Set in 1976, an arrogant doofus--who loves booze, partying and women--buys an underdog professional basketball team and basically runs it into the ground, until he is inspired to take his rag-tag team all the way to the NBA. Sound familiar? Semi-Pro is pretty much a mixture of every other Will Ferrell movie. He plays Jackie Moon, a one-hit wonder who buys the Flint Michigan Tropics off the proceeds of his hit song "Love Me Sexy." and tries to coach them, even playing on the team. But he ends up dragging them down to last place with his promotional antics. And when the wild and crazy ABA basketball league--known for its slam dunk contests--is about to merge with the all-powerful NBA, the Tropics only have one shot to make the cut. Can they pull themselves together in time? This is an underdog sports movie after all.

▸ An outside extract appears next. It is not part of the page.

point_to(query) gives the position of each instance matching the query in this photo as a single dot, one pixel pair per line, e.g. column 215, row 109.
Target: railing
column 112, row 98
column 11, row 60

It's really the same old Will Ferrell shtick in Semi-Pro. Sometimes it's hilarious, but unfortunately after Anchorman, Kicking & Screaming, Talladega Nights and Blades of Glory, much of it is rehash. Tiresome rehash. Nevertheless, Ferrell has surrounded himself with another eclectic crew, mixing some old favorites with new faces: old Ferrell cronies include David Koechner as the ABA commissioner and Will Arnett as a Tropics sports announcer, while the newbies include Andre Benjamin as Clarence "Coffee" Black, the Tropics star player, and Woody Harrelson as Ed Monix, a veteran player Moon brings in to help the team. Think of Monix as Bull Durham's Crash Davis, who once played in the show but has been demoted to the B leagues. Oddly enough, Harrelson actually brings some dignity to the otherwise silly proceedings.
Veteran executive producer Kent Alterman, who has overseen such diverse films as Balls of Fury and Little Children, helms his first feature film with Semi-Pro--and that's basically how the film comes off: semi-professional. Alterman probably figured he only had to point and shoot, which is mostly the case, and doesn't do anything above and beyond. The real effort comes from the script, written by comedy veteran Scot Armstrong (Old School, Starsky & Hutch). The first half of the film is pure Will Ferrell non sequitur fodder--beginning with Moon singing his hit "Love Me Sexy" (lyrics also included is "Lick Me Sexy" and "Hump Me Sexy") and the obligatory scene of Moon sitting around with his buddies saying "nutty things because they're not true." Then there's the bear wrestling scene. Ferrell must have a thing for the big furry animals (remember the bear pit in Anchorman?) Unfortunately, the outrageousness lessens in the second half of the film, becoming your straight forward underdog movie. If Semi-Pro is a huge hit, Ferrell won't stop making these movies; but if it falls flat, maybe he'll think of ways to reinvent himself. One can only hope.
Hollywood.com rated this film 2 stars.